Magda opened her great brown eyes to the dazzling day. She glanced at the bedside clock: it was ten o’clock. She wondered for a moment whether she would get up and go to Mass, and then she turned over and went back to sleep again. I need it more, she said to herself, God knows.
Magda had an entirely satisfactory understanding with God: this understanding was the foundation of her success in the art of living. Stefan had an entirely satisfactory understanding with himself, with the same consequences. That Magda and Stefan had an entirely satisfactory understanding with each other was the consequence of numerous determinants, such as the fact that they had each survived hell.
When Magda awoke again it was to the sight of Stefan standing over her with the coffee pot and a large cup and saucer.
“It occurs to me,” said he, “that if I awaken you now—it is eleven a.m. by the way—you will have time to go to the Mass at midday. Should you so wish.”
“A-a-a-h,” Magda sighed, and stretched. “First give me the coffee. Then I shall address the question.”

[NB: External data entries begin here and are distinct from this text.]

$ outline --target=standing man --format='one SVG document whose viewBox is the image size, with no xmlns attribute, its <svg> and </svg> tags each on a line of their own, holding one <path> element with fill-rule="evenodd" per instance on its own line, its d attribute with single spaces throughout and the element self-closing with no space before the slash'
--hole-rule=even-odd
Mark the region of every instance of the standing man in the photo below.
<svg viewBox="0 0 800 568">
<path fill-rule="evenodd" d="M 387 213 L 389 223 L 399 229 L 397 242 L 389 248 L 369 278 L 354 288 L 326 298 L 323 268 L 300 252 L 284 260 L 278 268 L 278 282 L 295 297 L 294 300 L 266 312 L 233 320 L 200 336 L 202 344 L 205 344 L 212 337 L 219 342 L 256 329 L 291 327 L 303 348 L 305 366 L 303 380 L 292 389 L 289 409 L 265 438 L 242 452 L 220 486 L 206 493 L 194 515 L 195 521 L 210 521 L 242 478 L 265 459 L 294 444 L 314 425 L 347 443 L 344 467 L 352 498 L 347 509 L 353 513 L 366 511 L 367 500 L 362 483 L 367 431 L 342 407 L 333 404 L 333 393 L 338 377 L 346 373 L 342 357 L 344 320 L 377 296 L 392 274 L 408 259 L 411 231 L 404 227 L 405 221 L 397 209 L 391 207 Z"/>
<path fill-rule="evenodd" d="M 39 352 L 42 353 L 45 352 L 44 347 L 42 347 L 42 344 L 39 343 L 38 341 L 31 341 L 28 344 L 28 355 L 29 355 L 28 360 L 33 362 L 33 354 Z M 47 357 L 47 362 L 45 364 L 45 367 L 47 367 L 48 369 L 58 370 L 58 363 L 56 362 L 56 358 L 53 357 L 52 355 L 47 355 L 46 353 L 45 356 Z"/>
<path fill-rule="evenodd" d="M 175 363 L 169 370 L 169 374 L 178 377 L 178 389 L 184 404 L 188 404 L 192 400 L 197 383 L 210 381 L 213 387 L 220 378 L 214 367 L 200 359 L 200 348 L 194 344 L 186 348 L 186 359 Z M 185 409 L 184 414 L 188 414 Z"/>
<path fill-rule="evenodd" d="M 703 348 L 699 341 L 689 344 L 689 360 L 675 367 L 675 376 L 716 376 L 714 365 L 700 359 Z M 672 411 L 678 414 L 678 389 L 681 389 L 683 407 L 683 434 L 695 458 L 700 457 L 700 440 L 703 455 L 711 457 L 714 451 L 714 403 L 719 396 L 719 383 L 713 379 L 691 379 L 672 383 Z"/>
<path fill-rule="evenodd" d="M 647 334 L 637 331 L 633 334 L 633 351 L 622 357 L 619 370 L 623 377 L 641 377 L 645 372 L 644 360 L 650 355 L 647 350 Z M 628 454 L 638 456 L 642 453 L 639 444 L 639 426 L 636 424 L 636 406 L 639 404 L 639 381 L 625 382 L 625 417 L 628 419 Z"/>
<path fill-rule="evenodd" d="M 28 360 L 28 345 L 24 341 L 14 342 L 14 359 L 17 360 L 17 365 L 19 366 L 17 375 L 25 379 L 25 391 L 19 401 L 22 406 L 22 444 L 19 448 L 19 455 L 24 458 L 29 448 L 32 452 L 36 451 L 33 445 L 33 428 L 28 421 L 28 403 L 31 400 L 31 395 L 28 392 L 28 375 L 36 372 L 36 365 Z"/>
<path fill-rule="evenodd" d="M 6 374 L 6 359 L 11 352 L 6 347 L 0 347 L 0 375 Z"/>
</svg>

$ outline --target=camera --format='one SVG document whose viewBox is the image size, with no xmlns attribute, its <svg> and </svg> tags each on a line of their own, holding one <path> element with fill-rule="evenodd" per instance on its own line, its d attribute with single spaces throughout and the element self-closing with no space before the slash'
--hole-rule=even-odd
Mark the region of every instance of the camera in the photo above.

She sat up, in a heave of white arms and satin nightdress, and Stefan poured out her coffee.
“I will fetch my own,” he said, leaving the room.
Magda considered the day ahead. It would be pleasant to do nothing, and then to walk in a park, and to eat dinner in a restaurant with some friends. Stefan re-entered the room.
“I will not go to Mass today,” Magda told him.
“The Pope himself would excuse you,” said Stefan.
“Do not speak so of His Holiness,” said Magda sternly.
Magda was Slovene and Stefan Hungarian; as Displaced Persons they had been given entry after the end of the war to the Commonwealth of Australia, and it was in a migrant camp outside Sydney that they had first laid eyes on each other. They had begun their life’s conversation in French and, as the efficient instruction provided by the Federal Government progressed, had switched over to English. Within a year of their arrival in Australia they were both fluent, however idiosyncratic, English-speakers and they then began also to read voraciously. Soon Stefan was branching into the classics, but here Magda could but barely follow him.
“I cannot get along with this Shakespeare,” she said. “This Hamlet prince, for example: he is not to me the stuff of heroes.”
Their common language soon came to contain various old-fashioned locutions which, transferred from the pages of such as Hardy and Dickens, had found their way eventually via Stefan’s into Magda’s discourse, and even sometimes into that of their many Hungarian friends who in Magda’s presence at least spoke English habitually. They all agreed sardonically that although the war—and more recently the revolution—and their own consequent fortunes had been a heavy price to pay for the privilege, they were and would remain grateful for the acquisition of “this wonderful language” and they were still liable to laugh delightedly at a newly discovered idiom. “A pig in a poke!” they might exclaim; and they would shout with pleasure, the way their Magyar ancestors might have done as they rode their swift horses across the vast and fertile Hungarian plain.